The larger proposal aims to speed the process for studying whether a replacement resource requires network upgrades and offer an interconnection agreement within nine months of a request to transfer CIRs. A resource would be permitted to pursue the expedited process even if minor network upgrades are identified, and a categorical prohibition on storage resources would be eliminated. (See PJM Stakeholders Endorse Coalition Proposal on CIR Transfers.)
Discussion with Board Members on Large Load Growth
The Board of Managers discussed with stakeholders an ongoing CIFP process addressing large load growth, continuing a standing item on the MC agenda that board Chair David Mills sought in an effort to improve the transparency and accessibility of the body.
Opening the conversation, Mills said much of the CIFP meetings thus far have focused on the RTO’s non-capacity backed load (NCBL) and bring-your-own generation proposals, but many of the comments submitted at the onset of the process focused on the load forecast and the need to ensure understanding of the scale of the problem. He questioned how the membership prioritizes improving the load forecast relative to solutions focused on serving large loads.
Asthana said PJM has removed NCBL from its CIFP proposal based on opposition from much of the membership. Materials for the Oct. 1 CIFP meeting say PJM is shifting the focus to a price-responsive demand model similar to a voluntary NCBL model and a parallel expedited interconnection queue.
Heinle said the load forecast will dictate the range of solutions stakeholders should focus on, scaling to the size of the problem, and recommended that PJM integrate a “ground-up” perspective on the amount of data center load expected in the region.

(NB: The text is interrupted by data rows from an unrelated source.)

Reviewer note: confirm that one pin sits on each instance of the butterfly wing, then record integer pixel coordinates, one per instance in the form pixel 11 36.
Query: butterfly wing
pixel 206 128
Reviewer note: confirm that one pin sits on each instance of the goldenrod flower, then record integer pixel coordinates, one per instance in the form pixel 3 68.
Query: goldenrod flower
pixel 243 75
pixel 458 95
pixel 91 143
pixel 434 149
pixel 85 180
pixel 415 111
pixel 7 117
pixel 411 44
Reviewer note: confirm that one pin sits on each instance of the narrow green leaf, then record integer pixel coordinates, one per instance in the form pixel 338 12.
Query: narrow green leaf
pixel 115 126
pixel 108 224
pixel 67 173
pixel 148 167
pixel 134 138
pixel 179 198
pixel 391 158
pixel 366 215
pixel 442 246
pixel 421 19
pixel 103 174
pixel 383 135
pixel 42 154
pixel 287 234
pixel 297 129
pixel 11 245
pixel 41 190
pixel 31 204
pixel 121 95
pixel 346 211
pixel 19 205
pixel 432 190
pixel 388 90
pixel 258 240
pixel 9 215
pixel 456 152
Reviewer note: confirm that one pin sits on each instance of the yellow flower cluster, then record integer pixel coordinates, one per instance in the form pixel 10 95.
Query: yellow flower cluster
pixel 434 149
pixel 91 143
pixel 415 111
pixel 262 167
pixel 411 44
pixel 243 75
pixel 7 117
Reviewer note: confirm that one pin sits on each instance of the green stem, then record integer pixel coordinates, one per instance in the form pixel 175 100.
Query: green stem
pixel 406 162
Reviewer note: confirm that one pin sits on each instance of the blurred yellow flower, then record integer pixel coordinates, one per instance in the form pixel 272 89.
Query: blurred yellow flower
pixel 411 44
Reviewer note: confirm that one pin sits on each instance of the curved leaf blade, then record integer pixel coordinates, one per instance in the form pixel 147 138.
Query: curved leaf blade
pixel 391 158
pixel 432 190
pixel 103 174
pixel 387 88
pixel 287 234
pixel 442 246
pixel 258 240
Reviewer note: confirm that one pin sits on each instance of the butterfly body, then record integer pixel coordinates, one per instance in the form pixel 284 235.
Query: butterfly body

He said there seems to be an assumption that every data center load is coming to PJM, even while that industry sees many of the same supply chain issues plaguing the electric industry.
Greg Poulos, executive director of the Consumer Advocates of the PJM States, said this is one of the biggest discussion points stakeholders face, with load growth expected in the next five to seven years exceeding the total load served by CAISO. If those estimates are accurate, he said he’s not aware of any changes PJM can make to bring on sufficient generation in time.
Exelon’s Alex Stern said the load forecast is an important data point but is one of many the states and utilities use to guide their decisions around ensuring load is served. He said there has been a great deal of work done already at the Load Analysis Subcommittee to improve the transparency of the data presented there, as well as on the large load adjustment submission process.